Physical characteristics
- Source: Mountain streams
- • location: Saint-Rémi-de-Tingwick
- • coordinates: 45°51′12″N 71°51′26″W﻿ / ﻿45.85347°N 71.85728°W
- • elevation: 338 m (1,109 ft)
- Mouth: Nicolet Southwest River
- • location: Saint-Rémi-de-Tingwick
- • coordinates: 45°48′14″N 71°53′15″W﻿ / ﻿45.80389°N 71.8875°W
- • elevation: 163 m (535 ft)
- Length: 7.9 km (4.9 mi)

Basin features
- Progression: Nicolet Southwest River, Nicolet River, St. Lawrence River
- • left: (upstream)
- • right: (upstream)

= Petite rivière à Monfette =

River in Centre-du-Québec, Quebec (Canada)

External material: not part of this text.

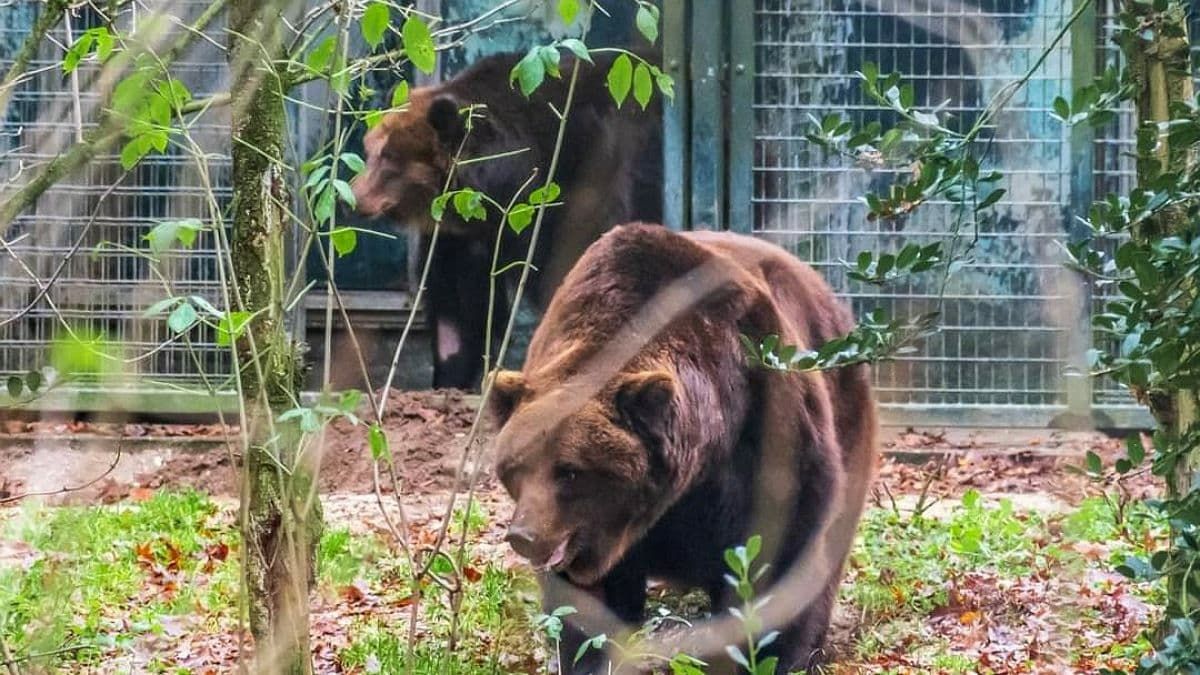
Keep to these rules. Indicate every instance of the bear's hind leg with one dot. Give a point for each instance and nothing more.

The Petite rivière à Monfette (in English: Little river at Monfette) is a tributary on the north bank of the Nicolet Southwest River (Les Trois Lacs (Les Sources). It flows into the municipality of Saint-Rémi-de-Tingwick, in the Arthabaska Regional County Municipality (MRC), in the administrative region of Centre-du-Québec, in Quebec, in Canada.

== Geography ==
The "Petite rivière à Monfette" has its source at the confluence of two streams on the southern flank of the mount "La Montagne" in Saint-Rémi-de-Tingwick. This spring is located 3.0 km southwest of the center of the village of Saint-Rémi-de-Tingwick and 2.3 km northwest of the hamlet of Coin-de-la-Petite-Mine.

From its source, the Petite rivière à Monfette descends on 7.9 km generally towards the south, with a drop of 175 m. From its source, the course of the river descends the mountain towards the south to the confluence (altitude: 260 m) of a stream (coming from the northeast, or from the hamlet of Coin-de-la-Petite-Mine), then continue down the mountain to the north shore of the lake Les Trois Lacs (Les Sources), either in the hamlet of La Petite-Venise and opposite the hamlet of Le Cap-de-Roche (located on the south shore of the lake).

The Les Trois Lacs (Les Sources) is crossed to the west by the Nicolet Southwest River.

== Toponymy ==
The term "Monfette" turns out to be a family name of French origin.

The toponym "Petite rivière à Monfette" was made official on September 5, 1985, at the Commission de toponymie du Québec.